譫言のように繰り返す言葉は、途中何かが通り抜ける音によって阻害された。何かが通りしgたと感じた時には、何か鋭いものが雨のように降り注ぎ、マッドブロブの体に穴を開けていく。
「ナ ナンダ コレハ」
「そこまでよ」
「ナンダ オマエ オマエモ タベテヤル グオオオ」
 怒りに震えるマッドブロブは矢を打ったシルヴィエに手を伸ばした。それをなんなく交し、すぐさま次の矢を放った。迷いのない矢はマッドブロブへ真っ直ぐ放たれ、あちこちに穴を開けていく。
「イダイ イダイ グオオ」
「みんな、力を貸して」
 シルヴィエが祈りを捧げると、木々の先端からシャボン玉のような物体が表れシルヴィエの弓矢に集まっていく。たくさんのシャボン玉が集まった矢はシルヴィエの被っているフードと同じ新緑に染まり、どこか神聖な雰囲気を感じた。
「うけなさい! 森の裁きよ」

 ヒョン

 真っ直ぐに射られた弓はマッドブロブの体に大きな穴を開けた。その痛みに藻掻き苦しんでいる最中、エウルアは鋭い爪を突き出して急降下をしていた。

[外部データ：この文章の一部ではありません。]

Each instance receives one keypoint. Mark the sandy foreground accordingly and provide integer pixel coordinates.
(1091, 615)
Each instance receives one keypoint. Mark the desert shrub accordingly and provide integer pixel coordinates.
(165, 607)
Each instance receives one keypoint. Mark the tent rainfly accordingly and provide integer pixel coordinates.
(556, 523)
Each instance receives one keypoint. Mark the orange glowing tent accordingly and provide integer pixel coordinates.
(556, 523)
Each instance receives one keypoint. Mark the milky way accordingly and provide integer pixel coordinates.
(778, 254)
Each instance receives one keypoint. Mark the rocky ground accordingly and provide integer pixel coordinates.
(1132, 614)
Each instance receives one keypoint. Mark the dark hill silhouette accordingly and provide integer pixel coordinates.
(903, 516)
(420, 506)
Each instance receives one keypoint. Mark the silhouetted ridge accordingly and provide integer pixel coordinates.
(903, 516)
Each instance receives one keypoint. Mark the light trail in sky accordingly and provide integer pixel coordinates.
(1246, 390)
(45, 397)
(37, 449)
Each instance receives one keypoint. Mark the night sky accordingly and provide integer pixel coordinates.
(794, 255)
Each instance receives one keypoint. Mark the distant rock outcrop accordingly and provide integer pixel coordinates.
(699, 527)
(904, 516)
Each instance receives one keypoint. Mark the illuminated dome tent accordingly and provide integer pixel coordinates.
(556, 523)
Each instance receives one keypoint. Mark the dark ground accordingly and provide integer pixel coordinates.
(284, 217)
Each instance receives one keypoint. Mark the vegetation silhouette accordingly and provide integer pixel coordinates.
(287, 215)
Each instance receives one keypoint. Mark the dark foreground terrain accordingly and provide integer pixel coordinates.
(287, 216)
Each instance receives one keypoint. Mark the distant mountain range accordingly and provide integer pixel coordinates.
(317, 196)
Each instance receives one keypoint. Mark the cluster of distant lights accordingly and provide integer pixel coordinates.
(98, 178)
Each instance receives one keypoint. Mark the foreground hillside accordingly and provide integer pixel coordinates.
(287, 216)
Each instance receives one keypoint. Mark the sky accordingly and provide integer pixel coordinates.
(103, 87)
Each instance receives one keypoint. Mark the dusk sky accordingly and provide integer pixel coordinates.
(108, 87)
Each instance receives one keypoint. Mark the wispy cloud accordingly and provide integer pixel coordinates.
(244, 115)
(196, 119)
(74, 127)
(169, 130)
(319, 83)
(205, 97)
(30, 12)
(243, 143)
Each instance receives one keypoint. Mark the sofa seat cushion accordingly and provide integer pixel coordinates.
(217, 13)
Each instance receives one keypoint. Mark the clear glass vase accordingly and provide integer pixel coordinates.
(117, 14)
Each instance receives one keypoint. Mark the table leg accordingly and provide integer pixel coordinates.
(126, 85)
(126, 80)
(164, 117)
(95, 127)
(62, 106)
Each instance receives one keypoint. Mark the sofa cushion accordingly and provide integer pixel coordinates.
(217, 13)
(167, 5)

ぎらりと光る爪がマッドブロブの頭に食い込むと、開いた穴から腐臭が噴き出す。
「グオオ コンドハナンダ イダイ イダイ」
「くっ! 大人しくしろ! これ以上は無駄だ。さっさとどっかへいってくれ」
「イヤダ オレハ コノモリ ゼンブ タベル ソレマデ ゼッタイ キエナイ」
 激しく頭部を振り、エウルアの爪から逃れたマッドブロブの視線の先には眠たげなマロニィが立っていた。相変わらず緊張感のない顔から滲み出る怒りにマッドブロブは気が付かない。
「オマエカラ クッテヤル イタダキマース」
「うっさいし臭いし邪魔なんすよ。お前」
 マロニィが半透明の帯でマッドブロブの足元付近を叩くと、巨大な氷柱が表れマッドブロブをじわじわと凍らせていく。やがててっぺんまで完全に凍ったことを確認したマロニィが怒りを込めて帯を振るうと、マッドブロブと氷柱もろとも粉々に砕け散った。そしてその場に安全が確認できるまでエウルアとシルヴィエはしばらく時間を要した。
「ふぁあ……これでやっと静かになったっすかねぇ……よし、寝よ」
 眠気に勝てないのか、マロニィはさっさと自分の居住へと戻っていき、それからしばらく二人はこの森を守ることができたことを喜んでいた。
「あぁ……よかった。この森を守ることができて……本当によかった……」
「シルヴィエ……本当にありがとう。協力に感謝する」
「ううん。あたしもあなたも気持ちは一緒だった。だから勝てた」
「そうだな……ところで」
 エウルアはずっと気になっていたことをシルヴィエに尋ねた。
「その……なんだ。シルヴィエのほっぺについているのは……ジャムか?」
 なんのことだろうと思ったシルヴィエは頬を触ってみると、少しべたついた何かを感じた。指についたそれは……。
「あぁ……なんてことなの。あたしったらずっとこれをつけてたの……恥ずかしい」
「ああ……す、すまない。その……気付いているのかとてっきり……」
「ううん。今気が付いた……。その……もしよかったら、あたしが焼いたベリーパイがあるんだけど……どう?」
「いいのか……」
「うん。せっかくだし、色々とお話してみたいの……この子もあなたにお礼がしたいですって」

 ピイ ピイ

 それはさっき、果敢にもマッドブロブに向かって飛んで行った猛禽類だった。心配してくれたからそのお礼をしたいと言われては断るなんてできない。エウルアは少し恥ずかしそうにしながらもにこっと笑いベリーパイをごちそうになることに。
 そしてその日の夜は、二人にとって忘れられない日となった。シルヴィエは森の出来事を、エウルアは空からみたこの森の情景などを話し、時に笑い時に頷きそして互いの信頼関係を感じながら夜は更けていった……。